Even when he’s working the British indie biopic sector, we’re used to seeing Serkis go large and looming as Martin Hammett in 24-Hour Party People, as Ian Brady in Longford and as Ian Dury in the Sex Drugs Rock Roll. It’s odd to encounter the same actor playing with stillness and mostly delicate movements. Or is it?
“People assume – not unreasonably – that Gollum and Caesar are all about the physicality,” says Serkis. “But if you look closely at those films, you’ll see the real acting is all done in the close ups. What performance capture has taught me over the years is a real sense of focus and a way to internalise. I had a lot of energy as a younger actor, but it was performance capture that allowed me to transition from stage to screen. I have a stillness that I don’t think I had before.”

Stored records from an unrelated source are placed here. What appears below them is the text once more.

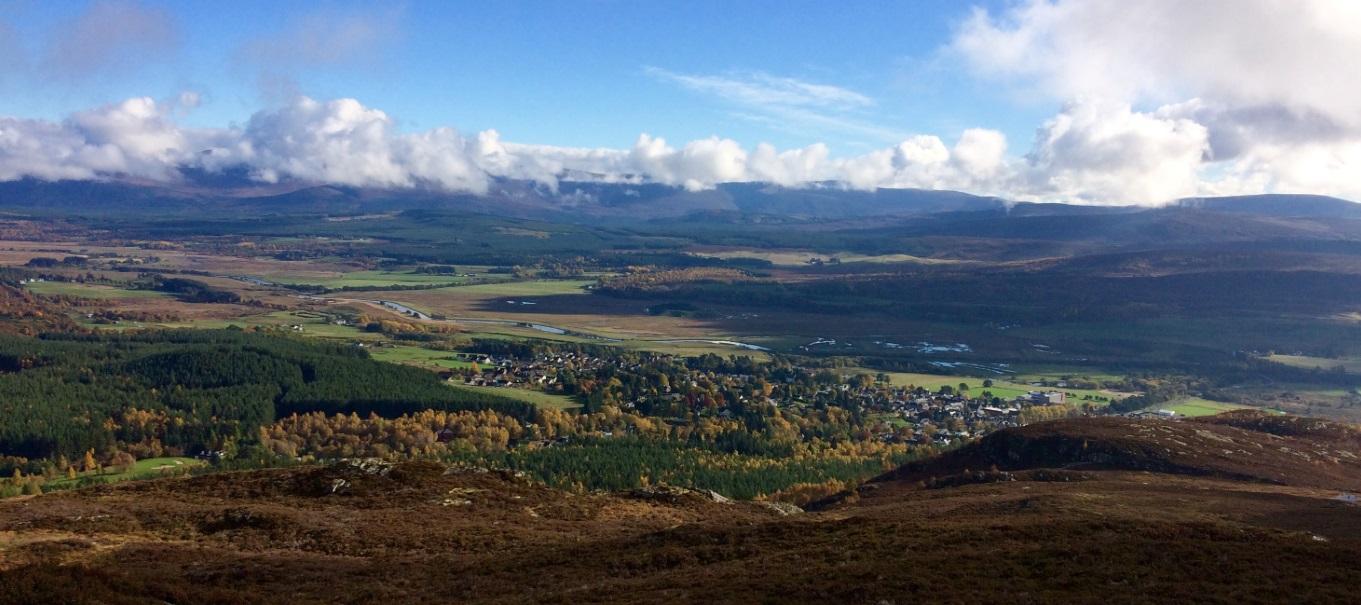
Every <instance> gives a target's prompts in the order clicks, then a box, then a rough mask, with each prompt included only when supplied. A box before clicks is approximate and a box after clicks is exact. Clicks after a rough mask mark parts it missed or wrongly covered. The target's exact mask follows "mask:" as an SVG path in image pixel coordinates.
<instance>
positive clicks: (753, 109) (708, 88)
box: [645, 67, 902, 141]
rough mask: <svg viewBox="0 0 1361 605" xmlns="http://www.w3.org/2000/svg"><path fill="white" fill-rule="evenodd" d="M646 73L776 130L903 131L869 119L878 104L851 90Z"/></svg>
mask: <svg viewBox="0 0 1361 605" xmlns="http://www.w3.org/2000/svg"><path fill="white" fill-rule="evenodd" d="M645 72H646V73H648V75H651V76H653V77H656V79H659V80H661V82H667V83H672V84H676V86H681V87H682V88H686V90H690V91H694V92H700V94H704V95H709V97H713V98H716V99H719V101H723V102H724V103H727V105H729V106H731V107H735V111H734V116H735V117H739V118H743V120H749V121H755V122H759V124H764V125H766V126H770V128H772V129H780V131H795V132H799V133H802V135H806V133H807V132H808V131H817V132H821V133H825V135H829V136H838V137H840V136H847V135H855V136H857V137H868V139H872V140H881V141H894V140H900V139H902V135H901V133H898V132H894V131H893V129H890V128H885V126H881V125H876V124H874V122H872V121H871V120H868V117H867V116H866V110H868V109H871V107H875V106H876V105H878V103H876V102H875V101H874V99H872V98H870V97H867V95H864V94H862V92H857V91H853V90H849V88H844V87H838V86H832V84H818V83H811V82H804V80H799V79H795V77H785V76H773V75H769V73H764V72H746V73H728V75H694V73H676V72H671V71H667V69H661V68H656V67H649V68H646V69H645Z"/></svg>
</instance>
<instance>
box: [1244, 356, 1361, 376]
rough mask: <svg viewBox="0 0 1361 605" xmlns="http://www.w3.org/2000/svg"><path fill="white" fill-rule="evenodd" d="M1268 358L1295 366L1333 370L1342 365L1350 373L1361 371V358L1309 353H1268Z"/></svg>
mask: <svg viewBox="0 0 1361 605" xmlns="http://www.w3.org/2000/svg"><path fill="white" fill-rule="evenodd" d="M1267 359H1268V360H1271V362H1275V363H1283V364H1286V366H1293V367H1305V368H1319V370H1332V368H1335V367H1342V368H1343V370H1346V371H1349V373H1361V358H1345V359H1330V358H1312V356H1308V355H1268V356H1267Z"/></svg>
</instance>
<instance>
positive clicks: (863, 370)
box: [851, 368, 1128, 404]
mask: <svg viewBox="0 0 1361 605" xmlns="http://www.w3.org/2000/svg"><path fill="white" fill-rule="evenodd" d="M851 373H866V374H870V375H874V374H876V373H875V371H874V370H864V368H852V370H851ZM886 374H887V375H889V378H890V379H891V382H893V385H896V386H906V385H916V386H921V387H925V389H930V390H936V389H939V387H942V386H951V387H955V389H958V387H960V383H961V382H962V383H965V385H969V394H970V396H974V397H977V396H979V394H981V393H983V392H984V390H987V392H991V393H992V394H994V396H995V397H1002V398H1003V400H1011V398H1015V397H1017V396H1023V394H1026V393H1029V392H1032V390H1045V392H1048V390H1057V392H1063V393H1067V394H1068V402H1070V404H1081V402H1082V401H1083V400H1082V398H1083V397H1087V396H1092V397H1106V398H1111V400H1119V398H1123V397H1128V393H1116V392H1111V390H1092V389H1059V387H1045V386H1032V385H1028V383H1025V382H1013V381H1009V379H1006V378H1000V377H968V375H939V374H916V373H886ZM983 381H992V386H989V387H984V386H983ZM1092 402H1093V404H1101V401H1092Z"/></svg>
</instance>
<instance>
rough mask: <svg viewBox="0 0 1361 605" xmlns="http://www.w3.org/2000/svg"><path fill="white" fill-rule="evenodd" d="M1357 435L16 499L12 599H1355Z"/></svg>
mask: <svg viewBox="0 0 1361 605" xmlns="http://www.w3.org/2000/svg"><path fill="white" fill-rule="evenodd" d="M1357 491H1361V434H1358V432H1357V431H1356V430H1354V428H1351V427H1347V426H1342V424H1335V423H1327V421H1320V420H1307V419H1296V417H1290V416H1264V415H1258V413H1244V412H1234V413H1230V415H1222V416H1215V417H1211V419H1204V420H1183V421H1162V420H1132V419H1119V417H1105V419H1074V420H1060V421H1055V423H1043V424H1034V426H1030V427H1025V428H1017V430H1006V431H999V432H996V434H994V435H991V436H988V438H985V439H983V440H980V442H976V443H973V445H970V446H966V447H964V449H961V450H955V451H953V453H949V454H945V455H942V457H938V458H934V460H930V461H924V462H919V464H915V465H911V466H905V468H902V469H898V470H896V472H891V473H889V474H885V476H882V477H878V479H876V480H874V481H870V483H867V484H866V485H862V487H860V488H857V489H855V491H853V492H848V494H842V495H840V496H836V498H832V499H827V500H823V502H819V503H817V504H815V506H813V507H810V508H813V510H810V511H807V513H795V514H789V513H791V511H789V510H787V508H780V507H776V506H769V504H761V503H735V502H723V499H720V498H713V496H712V495H708V494H700V492H690V491H683V489H666V488H652V489H642V491H636V492H627V494H588V495H572V494H566V492H559V491H554V489H548V488H543V487H539V485H534V484H529V483H527V481H524V480H521V479H517V477H514V476H510V474H506V473H499V472H486V470H467V469H463V470H450V469H445V468H444V466H441V465H436V464H427V462H411V464H403V465H396V466H385V465H377V464H363V465H355V464H342V465H332V466H313V468H301V469H286V470H257V472H242V473H222V474H212V476H204V477H195V479H170V480H154V481H143V483H131V484H121V485H110V487H99V488H91V489H83V491H75V492H63V494H52V495H44V496H35V498H26V499H11V500H5V502H0V570H3V571H0V602H106V604H151V602H155V604H163V602H173V604H191V602H193V604H219V602H220V604H229V602H230V604H238V602H245V604H250V602H294V604H310V602H318V604H320V602H573V604H576V602H705V604H713V602H810V604H811V602H818V604H826V602H870V604H878V602H890V604H909V602H1059V601H1067V602H1225V604H1230V602H1357V601H1358V598H1361V593H1358V590H1361V589H1358V587H1361V564H1358V561H1361V506H1358V504H1357V503H1356V502H1354V499H1353V498H1350V494H1356V492H1357Z"/></svg>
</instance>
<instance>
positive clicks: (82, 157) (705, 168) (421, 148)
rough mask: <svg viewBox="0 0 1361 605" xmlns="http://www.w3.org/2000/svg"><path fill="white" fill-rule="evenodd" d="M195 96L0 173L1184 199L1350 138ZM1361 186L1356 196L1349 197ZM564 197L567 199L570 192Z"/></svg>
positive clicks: (1130, 127) (1130, 124)
mask: <svg viewBox="0 0 1361 605" xmlns="http://www.w3.org/2000/svg"><path fill="white" fill-rule="evenodd" d="M196 103H197V98H196V95H193V94H182V95H180V97H177V98H176V99H170V101H162V102H157V101H154V99H150V98H135V99H128V101H124V102H121V103H113V105H109V106H103V107H97V109H91V110H87V111H78V113H73V114H71V116H69V117H67V118H65V120H63V121H60V122H52V121H41V120H16V118H0V179H14V178H23V177H34V178H42V179H88V178H110V177H139V178H152V179H176V178H178V174H180V170H181V169H182V167H196V169H203V170H208V171H220V170H226V169H242V167H244V169H246V173H248V174H249V175H250V177H252V178H255V179H257V181H261V182H279V181H284V179H293V181H301V182H327V184H339V185H351V186H376V188H418V186H419V188H436V189H445V190H450V192H472V193H485V192H487V190H489V188H490V184H491V182H493V181H494V179H497V178H513V179H528V181H535V182H539V184H542V185H544V186H546V188H548V189H551V190H558V188H559V182H561V181H597V182H629V184H641V182H652V184H666V185H674V186H681V188H686V189H689V190H701V189H708V188H713V186H715V185H719V184H724V182H770V184H776V185H783V186H789V188H798V186H810V185H823V184H840V185H841V186H847V188H855V189H875V188H921V189H954V190H968V192H973V193H981V194H995V196H1003V197H1010V198H1021V200H1056V201H1078V203H1141V204H1157V203H1162V201H1168V200H1173V198H1177V197H1185V196H1196V194H1219V193H1244V192H1260V190H1309V192H1317V190H1327V192H1334V190H1337V192H1353V190H1356V188H1354V185H1353V181H1354V178H1353V175H1354V174H1356V173H1353V171H1349V169H1350V167H1351V166H1356V165H1357V162H1361V145H1358V144H1349V145H1339V144H1335V143H1328V144H1288V145H1278V147H1273V145H1255V147H1252V150H1251V151H1248V152H1244V154H1243V155H1240V158H1237V159H1236V160H1234V162H1232V163H1228V165H1226V166H1228V167H1226V169H1224V170H1219V171H1218V174H1217V175H1215V177H1214V178H1206V174H1204V173H1206V165H1207V156H1209V155H1210V148H1211V136H1210V131H1209V129H1207V128H1206V126H1204V125H1203V124H1200V122H1198V121H1196V120H1194V118H1192V117H1188V116H1196V114H1198V111H1202V110H1203V107H1200V106H1199V105H1196V103H1190V105H1188V103H1179V105H1168V106H1164V107H1160V109H1157V110H1153V111H1138V110H1135V109H1132V107H1131V106H1130V105H1127V103H1112V102H1100V101H1082V102H1074V103H1068V105H1067V106H1064V109H1063V110H1062V111H1060V113H1059V114H1057V116H1055V117H1053V118H1051V120H1049V121H1047V122H1045V124H1044V125H1043V126H1041V128H1040V131H1038V135H1037V139H1036V143H1034V145H1033V147H1032V148H1030V150H1029V152H1028V154H1025V155H1023V156H1021V158H1015V156H1010V155H1009V154H1007V140H1006V136H1003V135H1002V133H1000V132H996V131H988V129H968V131H965V132H962V133H961V135H960V137H958V139H957V140H954V141H953V143H950V144H947V143H946V141H945V140H942V139H940V137H938V136H932V135H916V136H911V137H906V139H905V140H904V141H901V143H898V144H896V145H891V147H885V148H881V150H875V151H871V152H867V154H862V155H856V156H848V158H833V156H832V155H830V151H829V148H827V147H826V145H823V144H813V145H808V147H803V148H793V150H783V151H781V150H777V148H774V147H773V145H769V144H758V145H755V148H751V150H749V148H746V147H743V145H742V144H739V143H738V141H735V140H731V139H723V137H717V136H715V137H708V139H700V140H694V141H687V143H683V144H678V145H672V144H670V143H668V141H667V140H664V139H661V137H656V136H651V135H646V133H644V135H640V136H638V139H637V140H636V141H634V144H633V145H632V147H629V148H570V147H550V145H534V144H520V143H510V141H504V140H501V136H499V135H498V133H497V132H495V131H483V132H479V133H475V135H471V136H464V135H463V133H460V132H457V131H455V129H452V128H436V129H430V131H423V132H414V133H408V132H401V131H399V129H397V128H396V125H395V121H393V118H392V117H389V116H388V114H387V113H384V111H382V110H378V109H374V107H367V106H365V105H362V103H359V102H358V101H355V99H335V101H314V99H310V98H305V97H302V98H298V99H295V101H293V102H290V103H286V105H282V106H279V107H275V109H269V110H263V111H257V113H256V114H255V116H252V117H250V118H249V120H248V121H246V122H245V124H244V125H241V126H235V128H222V129H204V128H185V126H182V125H180V124H178V121H177V118H178V116H181V114H184V113H185V111H188V110H191V109H192V107H193V106H195V105H196ZM1356 193H1361V192H1356ZM568 194H570V193H568Z"/></svg>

In this spirit, the actor who once specialised in Stanislavski and Brecht is, he reckons, a lot less likely to take his work home than was once the case. “When I play darker characters it can still be a challenge,” says Serkis, who lives in Crouch End with his wife of 10 years and their three children. “But I’m a lot less susceptible to method now. As your children are growing up, you have to learn to put down the file, come home and be present. You can’t go down to watch your kids playing football and be thinking about the scene you’re doing on Monday. They have real-life issues and problems. Yours are only made up.”